From an agricultural perspective, it had been expected that Pakistan would import upwards of 400,000 tonnes of diammonium phosphate (DAP) and announce further tenders for imported urea for arrival during 2010, but these plans have been put on hold due to the area’s worst flooding in 80 years, traders said.
“The floods have created a lot of damage to the agricultural belt of the country,” said one fertilizer importer.
“It's very difficult to ascertain the true extent of the damage, as water levels need to drop,” added the importer. “But the areas affected are major cash crop regions.”
The rice paddy has been the most seriously affected, with “major over-flooding” of the fields.
“Cotton has not been so badly affected, but we need to wait and see,” said the importer.
The importer added: “What is apparent is that farmer sentiment is very low.

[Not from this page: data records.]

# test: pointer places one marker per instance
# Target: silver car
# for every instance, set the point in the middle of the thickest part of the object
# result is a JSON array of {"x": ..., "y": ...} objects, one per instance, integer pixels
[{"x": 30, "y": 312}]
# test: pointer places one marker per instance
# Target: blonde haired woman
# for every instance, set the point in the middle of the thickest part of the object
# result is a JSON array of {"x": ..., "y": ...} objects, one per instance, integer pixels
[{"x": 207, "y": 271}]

Fertilizer sales in the country are at very low levels and there is no traction in the market [to buy product].”
Traders had expected import demand for DAP to return in August in preparation for the rabi season, which gets under way in October.
But it was clear that, due to the previous lack of rain in the country, Pakistan’s DAP imports (currently around 480,000 tonnes for 2010) would lead to substantial carryover into the beginning of the rabi season.
This, coupled with the lack of demand during kharif (April-September) due to flooding, had led several traders to revise down their estimate of kharif demand to 400,000-500,000 tonnes.
With availability at 800,000 tonnes (imports plus domestic production during kharif), this would likely lead to a carryover of 400,000-500,000 tonnes into the rabi season.
Pakistan normally imports 1m tonnes/year of DAP but sources have revised down this estimate considerably.
“This [flooding] will delay interest in DAP imports,” said the trader.
Said the importer: “You would have to be crazy to import product now.”
Urea fertilizer sales had also dropped, said the importer, leading to speculation that Pakistan would not enter the import market again this year.
Said the importer: “More rain is expected in the next few days although the situation is easing – but it is early days.”